– Пошли, покажешь! – предложил я.
– А чай как же? – забеспокоился дед.
– Пойдем, пойдем. Минут десять потеряешь. Вернемся – он как раз заварится.
– Хлопцы, однако я не понимаю, к чему…
Коваль пресек дискуссию самым действенным методом: просто подхватил старика под мышки и поставил на ноги.
– Пошли, штурмбаннфюрер, дальше говорить будем.
И мы двинулись по тропинке. Я шел замыкающим, периодически погружаясь в едкие облака махорочного дыма, испускаемые стариком. Он семенил прямо передо мной, и его коричневые плисовые штаны, заправленные в стоптанные сапоги, будили ассоциации с крестьянами-ходоками из картины «Ленин в 1918 году».
Мы вышли к крутому склону над рекой и, не сговариваясь, остановились, разглядывая укрепленный берег. Позиции просматривались отсюда как на ладони: дуги окопов, хорды путей сообщения, симметричные наросты дотов и блиндажей – во всем этом ощущалась некая геометрическая красота, присущая, наверное, любой грамотно спланированной фортификационной системе.
Вереница солдат, похожих на трудолюбивых муравьев, тянулась от перелеска к линии окопов. Было время обеда, и в руках каждого бойца виднелся котелок.
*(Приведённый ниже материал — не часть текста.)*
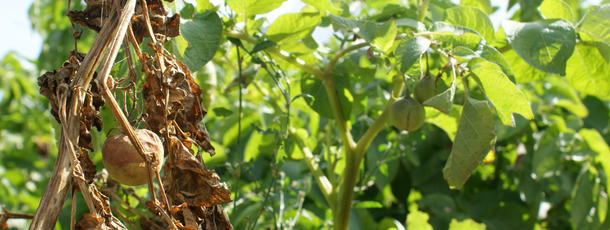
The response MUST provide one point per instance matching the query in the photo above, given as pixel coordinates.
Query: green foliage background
(542, 80)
Там, откуда они возвращались, за деревьями просматривался пузатый серый бок полевой кухни. Я посмотрел на тот берег: в немецких окопах вроде бы происходила какая-то суета, но ничего конкретного разглядеть не получилось. Тоже, наверное, обедают… И я снова удивился этому странному противостоянию: когда и война, и затишье по расписанию.
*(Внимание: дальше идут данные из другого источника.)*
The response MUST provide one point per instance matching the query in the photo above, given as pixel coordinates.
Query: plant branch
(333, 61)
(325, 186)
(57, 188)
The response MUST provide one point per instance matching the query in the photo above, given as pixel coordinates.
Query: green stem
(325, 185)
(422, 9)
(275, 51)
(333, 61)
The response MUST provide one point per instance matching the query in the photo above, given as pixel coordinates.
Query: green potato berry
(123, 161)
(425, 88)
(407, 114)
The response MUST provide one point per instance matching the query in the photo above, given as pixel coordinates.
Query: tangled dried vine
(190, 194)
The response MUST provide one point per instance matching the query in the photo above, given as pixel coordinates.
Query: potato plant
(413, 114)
По узкой тропке, ручейком вьющейся через густую осоку, мы спустились вниз, до крайнего ряда окопов, и спрыгнули в траншею. Ход был довольно-таки глубок, метра полтора, песчаные стенки подкрепляли березовые слеги, дно хранило следы множества сапог.
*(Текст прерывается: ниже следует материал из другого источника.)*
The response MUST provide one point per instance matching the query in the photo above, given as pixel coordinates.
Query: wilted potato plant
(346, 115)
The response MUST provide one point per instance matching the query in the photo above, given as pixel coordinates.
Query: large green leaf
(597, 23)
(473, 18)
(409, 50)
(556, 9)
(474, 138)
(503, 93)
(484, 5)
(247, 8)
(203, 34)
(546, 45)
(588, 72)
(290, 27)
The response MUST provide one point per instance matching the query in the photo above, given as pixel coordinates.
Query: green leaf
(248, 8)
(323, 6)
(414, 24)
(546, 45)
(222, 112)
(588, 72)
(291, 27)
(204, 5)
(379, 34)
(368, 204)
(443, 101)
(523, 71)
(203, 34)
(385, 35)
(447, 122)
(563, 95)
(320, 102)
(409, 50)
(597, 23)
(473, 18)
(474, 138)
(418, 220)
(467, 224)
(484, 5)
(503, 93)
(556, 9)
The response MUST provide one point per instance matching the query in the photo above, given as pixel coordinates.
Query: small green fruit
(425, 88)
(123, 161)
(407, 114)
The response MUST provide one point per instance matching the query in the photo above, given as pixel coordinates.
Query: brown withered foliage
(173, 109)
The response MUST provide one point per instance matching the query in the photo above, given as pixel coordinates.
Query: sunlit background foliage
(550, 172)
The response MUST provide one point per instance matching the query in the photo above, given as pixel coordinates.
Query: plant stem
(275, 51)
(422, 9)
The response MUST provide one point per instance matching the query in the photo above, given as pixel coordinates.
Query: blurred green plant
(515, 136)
Изгиб окопа вывел к перекрестку. Здесь с котелком на коленях сидел румяный веснушчатый солдат. Увидев нас, вскинулся, отдал честь.
– А, Серега! – Узнав Коваля, он оживился. – Табачком богат? Разрешите, товарищ лейтенант?
– Извини, весь вышел, – развел руками Коваль.
– На-ка вот, – остановился напротив солдата дед.
Он достал кисет, отсыпал на подставленную бойцом газетку махорки, заодно скрутил еще одну устрашающую козью ножку для себя.
– Фюрер, ты ж только что курил! – напомнил я.
– Подымить – оно завсегда в удовольствие, – заметил дед.
– Вот это верно отмечено, – согласился солдат.
Они прикурили от одной спички, и дальше я двигался в таком дыму, что иногда терял из виду тощую спину нашего Фюрера, вышагивающего впереди. Представил, как это видят с того берега, и улыбнулся – будет у немецкого наблюдателя задачка: решит, наверное, что русские запустили по траншеям паровоз.
Все чаще стали попадаться солдаты, занятые своими нехитрыми делами: обедали, штопали одежду, писали письма. Пару раз при нашем появлении бойцы прятали карты. Из блиндажа выглянул капитан, мы молча обменялись приветствиями. Нас провожали вопросительными взглядами, но в разговоры не вступали.
Наконец показался первый окоп: глубокий, обложенный стругаными бревнами, с высоким, четко оформленным бруствером. Бойцы обедали прямо здесь, поставив котелки на земляной выступ. В углублениях передней стенки через равные промежутки были разложены цинки с патронами и гранаты. Я осторожно выглянул из-за насыпи.
Река текла совсем близко, метрах в пятидесяти. Берег здесь был достаточно крут – голый песчаный склон, усыпанный мелкими воронками. У самой воды, повторяя изгибы камышовых зарослей, тянулось порванное в нескольких местах заграждение – спираль Бруно. На том берегу виднелась такая же проволочная колбаса, а дальше вверх амфитеатром взбегали фашистские укрепления. На позициях немцев росло несколько разлапистых сосен с многочисленными отметинами от попаданий, поблескивающими на солнце свежей смолой. Среди них выделялось одно дерево: могучий рыжий ствол, лишенный кроны, торчал вверх расщепленным обрубком – казалось, что его сжевал какой-то огромный зверь.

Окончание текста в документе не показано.